Our lead Philadelphia Physical Therapist, Justin DePermentier DPT, pointed us to this important article. It focuses on the relationship between your walking speed and your health.
As the article notes, there has been vast amounts of research into walking speed and aging in the past few years. And while the research focused on older adults, we believe there are great take-aways for every age.

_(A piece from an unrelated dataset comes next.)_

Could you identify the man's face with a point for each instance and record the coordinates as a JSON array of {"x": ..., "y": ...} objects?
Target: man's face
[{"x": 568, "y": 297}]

And, as Justin pointed out:
“Study after study has shown that with older people walking speed alone is an almost linear – predictor of health and longevity.
“Study after study has shown that with older people walking speed alone is an almost linear predictor of health and longevity.”
“It’s just walking. What gives?” you might ask.
Well, even here at elevate Health & Performance™, we can forget that walking is a complex activity.
But as our Justin, our lead Philadelphia Physical Therapist points out:
“Among other things, you have to be able to stand. That’s a measure of strength.
“You have to be able to balance. That involves your brain and your neuromuscular system coordinating perception.
“And you have to be able to move. That involves your circulatory system – if you can’t get enough oxygen, then you can’t move.
“Taken together, you’ve got a pretty good baseline for your body’s status.”
So, what may your walking speed mean? And what’s an appropriate healthy pace?
If you walk at a pace less than 1.5 miles-per-hour, you are possibly heading towards declining health.
A pace of 1.8 to 2.0 miles-per-hour is the median walking speed across age groups. You might want to work on upping the pace.
A pace of 2.2+ miles-per-hour suggests healthy aging and improved longevity.
(If you’re not sure what you’re walking speed is, contact us. And a Certified Personal Trainer or Philadelphia Physical Therapist here at elevate can help in just a few minutes).
How can you improve your walking speed? We suggest that you walk on a treadmill.
If that’s not an option, choose a level surface with good traction.
Set the treadmill to the pace where you feel comfortable. After a bit increase the speed slightly – say 5 % or so – for 15 to 20 seconds. Then slow down for 30 to 40 seconds. Repeat this 6 to 10 times.
We suggest that you do this 3 to 4 times per week. Your speed and confidence will increase.
And possibly your health will improve too.